Pour tenter de renforcer les rangs, une délégation d'Assyriens irakiens s'est rendue au Liban rencontrer les Forces libanaises (FL), la principale milice chrétienne durant la guerre civile au Liban (1975-1990), a indiqué une source au sein des FL à l'AFP. Samir Geagea, le chef des FL, a affirmé que son parti était prêt à « soutenir toute décision prise par les chrétiens d'Irak » pour rester dans ce pays, selon cette source.
La création de « brigades » chrétiennes en Irak rappelle en outre l'engagement des Assyriens en Syrie voisine, où ils ont formé le Conseil militaire syriaque, qui se bat activement au côté du parti YPG des Kurdes syriens, pour tenter de renverser le régime.
(Pour mémoire : Dix mille chrétiens ont déposé une demande de visa au consulat de France à Erbil)
À quelques kilomètres de Sharafya se trouve la ville chrétienne d'al-Qosh, posée à flanc de montagne, à l'ombre du monastère Rabban Hermizd. Aucun membre de l'EI n'y a posé un pied, mais la population a fui début août, quand les jihadistes se sont emparés de plusieurs villages en contrebas.
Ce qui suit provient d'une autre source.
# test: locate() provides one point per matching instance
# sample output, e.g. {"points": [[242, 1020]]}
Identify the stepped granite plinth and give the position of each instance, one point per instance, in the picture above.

Au milieu des rues désertes, impossible de rater le bâtiment du Mouvement démocratique assyrien. Son violet (la couleur du parti) tranche avec la couche de sable qui recouvre une grande partie de la région. À l'intérieur du bâtiment, des hommes en uniforme, armes aux pieds, sont assis autour de thés fumants. Ils sont tous chrétiens, civils dans leur immense majorité, et ont décidé de rester pour défendre al-Qosh. À peine assis, leurs voix se mêlent les unes aux autres dans une litanie d'où ressort la même chose : si nous sommes là, c'est parce que les forces kurdes nous ont abandonnés.
Le récit est pareil : dans la nuit du 6 au 7 août, quand les jihadistes ont avancé vers les villages, les peshmergas sont partis, sans prévenir la population. « Ils ont laissé les hommes du village seuls », accuse Athra Kado. « Deux jours avant, ils nous avaient dit que nous n'avions pas besoin d'armes, qu'ils nous défendraient », renchérit un de ses compagnons. « Les Kurdes ne nous ont pas protégés, le gouvernement irakien ne nous a pas protégés », lance un troisième. Une centaine d'hommes en tout patrouillent de jour et restent alertes la nuit. Pourtant des peshmergas sont revenus et gardent désormais l'entrée du village. Mais « peut-être qu'ils vont fuir à nouveau, alors on reste », dit Athra Kado.